Sunday, September 19, 2010

Why I Disagree with a Flat Tax

Once again, the idea that Prince Albert should have a flat base tax has been raised in council chambers. In my ten years on council, I think that this is the fourth time that it's been raised, always by a councillor from a ward on the hill, saying that it isn't fair that residents of their ward pay more than their perceived fair share of taxes.

City administration will give us another report that will not tell us anything that we don't already know.

Resdential taxes are set as a percentage of the assessed value of a property. On average, properties in the hill areas of Prince Albert have higher assessed values, and thus pay higher taxes. Properties in the flats have lower assessed rates, and thus pay lower taxes. The assumption is that, if you can afford to live in a more expensive house, you can afford to pay higher taxes. To some (those paying the higher taxes) this somehow is not fair. They may point out that everyone should pay the same proportion of costs for fire and police, and they may even imply that those in the lower taxed area of town use these services more, and are thus being subsidized by those who pay higher taxes.

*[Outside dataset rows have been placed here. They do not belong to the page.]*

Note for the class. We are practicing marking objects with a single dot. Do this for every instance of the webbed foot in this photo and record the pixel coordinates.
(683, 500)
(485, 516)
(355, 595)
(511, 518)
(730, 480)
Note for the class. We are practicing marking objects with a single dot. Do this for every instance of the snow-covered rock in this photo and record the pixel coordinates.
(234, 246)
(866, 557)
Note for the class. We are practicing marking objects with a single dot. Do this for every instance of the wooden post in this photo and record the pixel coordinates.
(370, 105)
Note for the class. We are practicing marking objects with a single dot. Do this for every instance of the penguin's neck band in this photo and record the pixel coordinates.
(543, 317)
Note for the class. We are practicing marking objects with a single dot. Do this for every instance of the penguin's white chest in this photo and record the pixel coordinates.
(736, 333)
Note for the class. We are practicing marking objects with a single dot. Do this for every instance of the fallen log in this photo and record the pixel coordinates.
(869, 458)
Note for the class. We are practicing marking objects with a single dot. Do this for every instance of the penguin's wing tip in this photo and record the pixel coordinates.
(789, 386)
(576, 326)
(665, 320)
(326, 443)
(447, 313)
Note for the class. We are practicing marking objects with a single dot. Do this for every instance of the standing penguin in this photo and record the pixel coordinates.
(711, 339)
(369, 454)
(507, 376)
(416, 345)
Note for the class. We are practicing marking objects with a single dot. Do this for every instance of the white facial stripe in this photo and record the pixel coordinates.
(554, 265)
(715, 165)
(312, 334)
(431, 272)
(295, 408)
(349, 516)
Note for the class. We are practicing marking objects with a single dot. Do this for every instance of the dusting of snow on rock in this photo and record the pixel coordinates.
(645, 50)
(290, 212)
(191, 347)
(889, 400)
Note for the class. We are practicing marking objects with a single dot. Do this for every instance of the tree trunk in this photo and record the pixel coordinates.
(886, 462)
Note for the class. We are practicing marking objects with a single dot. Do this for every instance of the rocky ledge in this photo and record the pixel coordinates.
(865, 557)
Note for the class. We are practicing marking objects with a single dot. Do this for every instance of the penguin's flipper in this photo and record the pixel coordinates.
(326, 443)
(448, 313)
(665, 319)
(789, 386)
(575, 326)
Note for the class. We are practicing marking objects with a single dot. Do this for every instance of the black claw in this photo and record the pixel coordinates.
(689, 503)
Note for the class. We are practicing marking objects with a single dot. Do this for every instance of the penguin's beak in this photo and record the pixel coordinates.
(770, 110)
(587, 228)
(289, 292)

They will, of course, avoid arguments about these lower taxed properties having to deal with older infrastructure, resulting in issues such as frequent water main breaks, lead service water connections and unpaved streets. They will avoid arguments about lower proportions of green space in these areas, green spaces which are paid for out of the same pool of taxes that also pay for those police and fire services. They will stick to the police and fire arguments, claiming that those other things which make an area more pleasant to live in are too hard to quantify, and should just be left out of the discussion.

Of course, how do you factor in the police claim that 40% of crime is caused by non-residents? How do you make that fair? How about the taxation costs that are assessed against all residents for the soccer centre, whether or not you or any of the people in your house play soccer? Is that fair?

In fact, many of the beneficiaries of your city taxes are the residents of the surrounding rural municipalities. Do we have higher user fees for non-residents for such city-supported facilities as the soccer centre, the golf course, the Art Hauser Centre, or the Rawlinson Centre? We even pay a higher proportion of the regional library costs than the smaller communities that benefit from access to the regional library system.

In my opinion, the fairest tax is the sales tax. You buy more, you pay more. And you usually (although not always) have a choice in how much of this tax you want to pay. If you want to buy the more expensive option, you will pay more sales tax. Buy the cheapest possible option, or forgo the purchase altogether, and you will pay less.

I'm quite certain this report will show that a base tax will result in a tax reduction of a few hundred dollars to high value homes. It will show a similar tax increase for homes in the mid- and lower ranges. Proportionally, the decrease to the high value home will be smaller than the increase to the low value home. If you're currently paying a $4,000 tax bill, a decrease of $400 is 10%. If you're currently paying a $2000 tax bill, an increase of $400 is a 20% increase. And I would suggest that if you're a senior on a fixed income, just trying to stay in your own home for as long as possible, that additional expense might be enough to push you out of your home. I would also suggest that the $400 break that the more highly assessed family might receive would not be as life-changing.

Most of the residents of Ward Three would be negatively affected by a flat tax. As their representative, I will continue to argue against the imposition of such a tax. If we're so concerned about our tax revenues, let's look at ways of decreasing our expenses. Let's truly review the entire budget this time, instead of rushing it through and not even looking at the largest piece of it - the police budget. Let's look at ways of ensuring that all users of city facilities pay a fair rate for their use, instead of facing constantly increasing deficit financial reports from the Rawlinson and Art Hauser Centres (and the expected deficit from the soccer centre). But let's not put a heavier tax burden on those who live in the lower income parts of the city, who are also the least likely to speak up and complain about it. And for goodness sake, let's not be telling the public that this will make little or no difference to people - if it made no difference, it wouldn't have been proposed.